“We’ve studied one million samples.”  Professor Georges was very solemn.  It didn’t keep Professor Osborne from scoffing at him.

“There aren’t a million people in this part of the world anymore.”

“We have been studying for a long time.  At approximately fifty thousand people a year for the first one hundred fifty years, and then a much reduced rate.  The last five years, we took samples from merely a thousand people.”

“So your rate of testing decreased over time.”

“The population decreased over time, and the methods became, by necessity, more circumspect: we could no longer use blood tests overtly.  Also, our own population was badly hit by the Disaster.”

“Yes, of course it was.  What did you determine?”

“We’ve found the X factor.  We’ve found it in 10% of the population, and we’ve found it in its dominant form in five percent.”

“You’ve found – what?  What, exactly, is this magical ‘x-factor,” Professor?  One million samples, one million tests, fifty years after the disaster, continuing to test people.  It had damn well be important.”

“Of course it’s important.  You don’t start a study like this and have the results not be important. We can now isolate the gene, pick out people who have it, and target a disease specifically at that gene, either expressed, non-expressed, or both.”

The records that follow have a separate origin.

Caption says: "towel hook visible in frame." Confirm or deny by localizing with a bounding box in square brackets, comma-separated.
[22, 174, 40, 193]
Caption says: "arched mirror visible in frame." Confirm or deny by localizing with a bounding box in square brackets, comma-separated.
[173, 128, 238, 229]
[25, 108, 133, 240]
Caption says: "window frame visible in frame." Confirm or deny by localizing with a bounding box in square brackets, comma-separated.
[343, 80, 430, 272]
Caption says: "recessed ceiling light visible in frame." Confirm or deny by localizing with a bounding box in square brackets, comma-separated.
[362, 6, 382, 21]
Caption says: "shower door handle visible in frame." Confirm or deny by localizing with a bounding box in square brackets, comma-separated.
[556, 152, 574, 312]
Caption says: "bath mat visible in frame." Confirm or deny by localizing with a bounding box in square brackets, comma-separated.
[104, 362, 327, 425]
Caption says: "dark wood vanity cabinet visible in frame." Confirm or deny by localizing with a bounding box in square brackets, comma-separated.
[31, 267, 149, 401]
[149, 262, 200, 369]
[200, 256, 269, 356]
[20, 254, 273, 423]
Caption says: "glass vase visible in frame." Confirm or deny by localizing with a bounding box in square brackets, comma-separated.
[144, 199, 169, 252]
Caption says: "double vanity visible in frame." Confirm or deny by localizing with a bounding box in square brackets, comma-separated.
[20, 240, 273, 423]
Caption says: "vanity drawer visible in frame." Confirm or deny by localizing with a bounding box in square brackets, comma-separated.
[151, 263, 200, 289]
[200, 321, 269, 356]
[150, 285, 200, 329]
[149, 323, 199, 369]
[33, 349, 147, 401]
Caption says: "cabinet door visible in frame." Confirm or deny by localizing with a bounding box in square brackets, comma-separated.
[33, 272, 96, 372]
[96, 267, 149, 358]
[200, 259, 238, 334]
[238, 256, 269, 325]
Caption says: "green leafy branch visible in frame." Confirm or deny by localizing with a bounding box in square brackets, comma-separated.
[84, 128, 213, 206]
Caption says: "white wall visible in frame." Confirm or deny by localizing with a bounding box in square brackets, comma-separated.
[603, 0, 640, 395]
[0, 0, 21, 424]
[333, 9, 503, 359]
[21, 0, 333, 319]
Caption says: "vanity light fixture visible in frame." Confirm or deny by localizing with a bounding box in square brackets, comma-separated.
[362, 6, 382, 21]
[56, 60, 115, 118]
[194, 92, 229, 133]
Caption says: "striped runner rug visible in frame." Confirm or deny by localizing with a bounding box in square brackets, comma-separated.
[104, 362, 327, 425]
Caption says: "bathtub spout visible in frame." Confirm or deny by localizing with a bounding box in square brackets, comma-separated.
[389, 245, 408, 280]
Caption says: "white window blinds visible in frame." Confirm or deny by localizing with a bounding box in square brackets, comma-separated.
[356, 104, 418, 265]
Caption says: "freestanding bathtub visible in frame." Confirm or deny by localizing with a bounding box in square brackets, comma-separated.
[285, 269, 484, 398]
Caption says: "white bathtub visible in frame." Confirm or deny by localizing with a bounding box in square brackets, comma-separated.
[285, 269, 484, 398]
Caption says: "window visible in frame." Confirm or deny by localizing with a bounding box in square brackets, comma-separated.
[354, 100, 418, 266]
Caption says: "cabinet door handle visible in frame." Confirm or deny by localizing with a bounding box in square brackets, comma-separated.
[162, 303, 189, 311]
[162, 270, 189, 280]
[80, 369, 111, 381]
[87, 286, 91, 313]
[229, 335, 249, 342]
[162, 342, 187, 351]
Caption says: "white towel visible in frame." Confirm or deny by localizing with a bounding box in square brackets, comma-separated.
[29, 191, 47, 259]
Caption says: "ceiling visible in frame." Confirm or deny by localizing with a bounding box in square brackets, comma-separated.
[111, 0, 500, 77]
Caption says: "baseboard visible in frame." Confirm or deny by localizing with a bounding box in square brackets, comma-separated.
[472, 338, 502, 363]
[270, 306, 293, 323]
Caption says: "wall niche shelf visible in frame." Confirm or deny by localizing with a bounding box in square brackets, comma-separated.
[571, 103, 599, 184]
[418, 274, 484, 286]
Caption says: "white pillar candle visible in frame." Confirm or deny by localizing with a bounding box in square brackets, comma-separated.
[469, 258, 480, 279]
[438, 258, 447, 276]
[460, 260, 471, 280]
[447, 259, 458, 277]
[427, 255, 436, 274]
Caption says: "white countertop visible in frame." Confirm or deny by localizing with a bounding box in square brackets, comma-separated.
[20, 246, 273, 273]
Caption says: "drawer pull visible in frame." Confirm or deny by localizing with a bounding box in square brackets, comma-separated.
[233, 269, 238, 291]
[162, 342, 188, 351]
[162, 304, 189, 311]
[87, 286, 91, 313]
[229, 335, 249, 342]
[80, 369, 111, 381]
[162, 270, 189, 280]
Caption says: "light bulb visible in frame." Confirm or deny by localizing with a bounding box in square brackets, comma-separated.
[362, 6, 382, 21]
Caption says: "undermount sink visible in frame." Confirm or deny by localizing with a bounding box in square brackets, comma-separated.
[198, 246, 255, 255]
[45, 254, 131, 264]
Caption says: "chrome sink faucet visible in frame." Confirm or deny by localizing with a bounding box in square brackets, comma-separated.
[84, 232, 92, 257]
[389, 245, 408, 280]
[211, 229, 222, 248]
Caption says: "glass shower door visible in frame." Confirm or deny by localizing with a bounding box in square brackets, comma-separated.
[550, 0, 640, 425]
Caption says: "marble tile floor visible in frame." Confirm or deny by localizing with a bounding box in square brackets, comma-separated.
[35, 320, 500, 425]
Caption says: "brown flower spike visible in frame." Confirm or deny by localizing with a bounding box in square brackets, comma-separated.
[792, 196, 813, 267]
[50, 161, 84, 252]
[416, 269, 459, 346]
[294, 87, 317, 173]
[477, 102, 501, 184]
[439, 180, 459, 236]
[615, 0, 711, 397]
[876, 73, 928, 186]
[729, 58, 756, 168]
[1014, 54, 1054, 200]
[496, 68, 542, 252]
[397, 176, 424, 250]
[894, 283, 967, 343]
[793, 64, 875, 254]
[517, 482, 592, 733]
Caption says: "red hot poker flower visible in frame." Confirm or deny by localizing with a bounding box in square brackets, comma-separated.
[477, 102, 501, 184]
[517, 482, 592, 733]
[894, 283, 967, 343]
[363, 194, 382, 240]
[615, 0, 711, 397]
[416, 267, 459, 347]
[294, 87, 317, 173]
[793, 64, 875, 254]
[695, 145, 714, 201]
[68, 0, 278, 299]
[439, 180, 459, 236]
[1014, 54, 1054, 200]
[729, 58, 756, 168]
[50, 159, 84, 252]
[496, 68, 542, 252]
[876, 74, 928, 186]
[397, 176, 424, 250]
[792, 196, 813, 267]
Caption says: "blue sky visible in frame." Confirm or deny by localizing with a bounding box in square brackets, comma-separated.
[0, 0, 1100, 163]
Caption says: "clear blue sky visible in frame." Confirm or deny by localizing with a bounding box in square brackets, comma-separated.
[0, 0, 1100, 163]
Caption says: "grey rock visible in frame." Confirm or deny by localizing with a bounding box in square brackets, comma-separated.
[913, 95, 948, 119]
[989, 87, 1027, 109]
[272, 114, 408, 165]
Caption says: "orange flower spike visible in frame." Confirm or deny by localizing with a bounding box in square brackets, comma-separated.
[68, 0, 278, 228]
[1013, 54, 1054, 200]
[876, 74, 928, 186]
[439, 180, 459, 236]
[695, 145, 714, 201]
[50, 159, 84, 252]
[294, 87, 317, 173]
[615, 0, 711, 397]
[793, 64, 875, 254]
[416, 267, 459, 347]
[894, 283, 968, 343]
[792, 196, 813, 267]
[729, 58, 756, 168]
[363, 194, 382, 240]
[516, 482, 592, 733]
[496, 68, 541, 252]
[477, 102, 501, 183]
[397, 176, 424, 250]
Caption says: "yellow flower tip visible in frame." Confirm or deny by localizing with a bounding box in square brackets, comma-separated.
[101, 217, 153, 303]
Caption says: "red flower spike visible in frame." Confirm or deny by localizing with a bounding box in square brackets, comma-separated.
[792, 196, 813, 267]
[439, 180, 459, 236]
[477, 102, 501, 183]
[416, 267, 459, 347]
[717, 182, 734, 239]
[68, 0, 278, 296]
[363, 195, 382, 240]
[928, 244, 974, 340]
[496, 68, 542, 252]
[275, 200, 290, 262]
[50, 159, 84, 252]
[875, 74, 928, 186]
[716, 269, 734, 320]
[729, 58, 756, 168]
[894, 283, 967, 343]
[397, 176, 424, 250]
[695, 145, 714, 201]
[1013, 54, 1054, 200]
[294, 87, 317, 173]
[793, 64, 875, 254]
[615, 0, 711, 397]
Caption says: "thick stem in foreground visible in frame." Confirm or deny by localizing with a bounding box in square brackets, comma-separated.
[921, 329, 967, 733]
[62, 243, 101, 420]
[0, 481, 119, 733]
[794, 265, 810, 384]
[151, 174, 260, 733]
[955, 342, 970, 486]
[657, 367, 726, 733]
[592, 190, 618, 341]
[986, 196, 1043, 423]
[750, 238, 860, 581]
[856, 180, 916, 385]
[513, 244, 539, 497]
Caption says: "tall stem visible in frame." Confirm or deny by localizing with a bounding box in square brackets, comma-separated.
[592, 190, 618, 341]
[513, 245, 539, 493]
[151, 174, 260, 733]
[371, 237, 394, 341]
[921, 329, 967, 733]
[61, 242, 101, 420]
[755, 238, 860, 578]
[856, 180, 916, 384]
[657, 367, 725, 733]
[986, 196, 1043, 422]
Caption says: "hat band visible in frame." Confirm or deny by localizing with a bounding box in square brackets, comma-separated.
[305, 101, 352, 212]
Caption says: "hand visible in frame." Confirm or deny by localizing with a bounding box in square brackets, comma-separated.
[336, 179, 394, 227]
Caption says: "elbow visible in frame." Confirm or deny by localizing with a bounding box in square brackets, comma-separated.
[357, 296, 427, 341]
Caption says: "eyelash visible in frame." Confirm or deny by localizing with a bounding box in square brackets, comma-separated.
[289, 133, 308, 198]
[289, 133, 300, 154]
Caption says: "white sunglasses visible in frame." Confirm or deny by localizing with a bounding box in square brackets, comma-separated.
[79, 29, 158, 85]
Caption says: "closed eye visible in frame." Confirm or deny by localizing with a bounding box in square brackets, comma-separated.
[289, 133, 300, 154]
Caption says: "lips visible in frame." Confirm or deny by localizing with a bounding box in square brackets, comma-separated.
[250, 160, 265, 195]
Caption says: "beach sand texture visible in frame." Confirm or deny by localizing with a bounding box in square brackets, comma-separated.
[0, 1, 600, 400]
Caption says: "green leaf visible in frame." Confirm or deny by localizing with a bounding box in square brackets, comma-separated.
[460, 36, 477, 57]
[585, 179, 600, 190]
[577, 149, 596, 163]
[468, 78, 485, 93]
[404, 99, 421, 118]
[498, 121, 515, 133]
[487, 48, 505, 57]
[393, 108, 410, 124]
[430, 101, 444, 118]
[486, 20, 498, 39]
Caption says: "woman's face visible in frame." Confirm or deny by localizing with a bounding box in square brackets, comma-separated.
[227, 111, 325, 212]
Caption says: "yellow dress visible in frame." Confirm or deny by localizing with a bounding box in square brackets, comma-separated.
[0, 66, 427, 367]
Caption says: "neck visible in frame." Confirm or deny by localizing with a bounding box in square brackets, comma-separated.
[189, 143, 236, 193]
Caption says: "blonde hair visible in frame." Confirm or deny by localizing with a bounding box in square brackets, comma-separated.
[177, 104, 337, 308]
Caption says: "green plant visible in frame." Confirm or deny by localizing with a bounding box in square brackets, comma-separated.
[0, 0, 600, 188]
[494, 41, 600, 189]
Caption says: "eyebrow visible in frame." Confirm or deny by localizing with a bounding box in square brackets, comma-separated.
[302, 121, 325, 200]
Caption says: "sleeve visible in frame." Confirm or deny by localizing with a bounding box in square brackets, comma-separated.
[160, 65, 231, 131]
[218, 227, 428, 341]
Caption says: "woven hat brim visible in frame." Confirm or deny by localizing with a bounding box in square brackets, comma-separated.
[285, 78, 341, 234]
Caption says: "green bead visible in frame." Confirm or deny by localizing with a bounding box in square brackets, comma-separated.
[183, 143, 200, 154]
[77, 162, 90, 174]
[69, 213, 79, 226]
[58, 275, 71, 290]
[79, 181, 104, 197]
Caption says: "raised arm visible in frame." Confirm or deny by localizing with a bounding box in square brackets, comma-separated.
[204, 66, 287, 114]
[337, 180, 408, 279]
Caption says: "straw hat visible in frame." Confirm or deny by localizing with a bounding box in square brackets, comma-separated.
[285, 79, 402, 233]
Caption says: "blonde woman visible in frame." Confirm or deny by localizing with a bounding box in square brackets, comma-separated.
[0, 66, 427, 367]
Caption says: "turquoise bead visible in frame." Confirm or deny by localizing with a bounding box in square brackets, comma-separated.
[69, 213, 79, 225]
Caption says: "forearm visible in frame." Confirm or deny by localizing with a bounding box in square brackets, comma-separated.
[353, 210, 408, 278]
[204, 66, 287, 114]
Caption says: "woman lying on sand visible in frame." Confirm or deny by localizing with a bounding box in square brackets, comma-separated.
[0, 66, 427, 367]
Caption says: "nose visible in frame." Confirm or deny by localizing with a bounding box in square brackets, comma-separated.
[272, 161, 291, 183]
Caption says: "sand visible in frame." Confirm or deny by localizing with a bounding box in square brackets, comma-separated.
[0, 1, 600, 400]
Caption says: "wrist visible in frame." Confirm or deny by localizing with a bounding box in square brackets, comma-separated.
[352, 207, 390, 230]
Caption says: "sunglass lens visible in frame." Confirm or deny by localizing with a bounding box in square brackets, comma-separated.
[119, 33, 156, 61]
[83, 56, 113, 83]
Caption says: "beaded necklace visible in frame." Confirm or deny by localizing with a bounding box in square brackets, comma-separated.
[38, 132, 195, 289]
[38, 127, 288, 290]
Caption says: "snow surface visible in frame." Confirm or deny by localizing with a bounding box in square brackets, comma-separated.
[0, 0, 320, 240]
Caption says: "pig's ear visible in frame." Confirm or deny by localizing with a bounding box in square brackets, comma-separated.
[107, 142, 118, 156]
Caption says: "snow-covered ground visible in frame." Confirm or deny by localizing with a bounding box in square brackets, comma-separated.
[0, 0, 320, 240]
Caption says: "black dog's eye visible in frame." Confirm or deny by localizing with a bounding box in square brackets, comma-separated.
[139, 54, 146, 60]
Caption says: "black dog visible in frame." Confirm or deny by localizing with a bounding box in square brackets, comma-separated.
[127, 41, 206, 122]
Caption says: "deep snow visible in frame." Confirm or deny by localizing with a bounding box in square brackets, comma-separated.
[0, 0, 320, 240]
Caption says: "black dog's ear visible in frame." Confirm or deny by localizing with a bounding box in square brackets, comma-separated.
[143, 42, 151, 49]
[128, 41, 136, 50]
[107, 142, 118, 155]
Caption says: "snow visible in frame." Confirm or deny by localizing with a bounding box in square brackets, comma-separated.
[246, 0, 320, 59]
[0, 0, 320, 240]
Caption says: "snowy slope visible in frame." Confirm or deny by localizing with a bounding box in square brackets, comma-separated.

“You spent two hundred years to figure out how to eliminate people with a specific gene?”

“It’s certainly been done before, and I’m sure it will be done later.  Besides, in this case, I’d say it’s justifiable homicide more than genocide.”

“And what about your assistants?  You have more than a hundred people on your team, don’t you?  Certainly a portion of them-”

“I’ve tested my techniques.  I can show you video of my results.”

“You still have video?  Professor, most of the world is struggling to find enough to eat.  The soil is sterile.  The habitats are crowded to the point of riots.  And you still have video?”

“Our project had very good funding, as you know.  And I planned ahead, knowing how long it would take to complete the project.”

“And you used this project and this funding to kill some of your assistants?  Were you working within the University mandates for human testing?”

“I’m sorry, what?”  Professor Georges stared.  “The University is a pile of rubble!”

“Not entirely, no.  And what was it our Founder said, three hundred seven years ago? ‘The University is not a building.  Wherever bright minds gather in search of knowledge, there is the University.’  So, again: were you working within University Mandates?”

“Human testing!”  Professor Georges now had been reduced to hollering.  “You can’t honestly say that the creatures that brought about the Disaster are human!”

“Are they invertebrates?”

“What?  No, no, of course not.  They look human.  They pass as human-”

“Then did you follow the procedures for animal testing?  Otherwise, we risk losing funding.  The funding which paid for your video, for your assistants, for all of our survival through the Disaster and afterwards. Shut it down.”

“But I solved the problem!  I found a way to get rid of the creatures!”

“But you did not follow the rules.  Shut the project down and report to the board for censure.  I’m sorry, but your ‘X-factor’ is far less important than maintaining our funding.”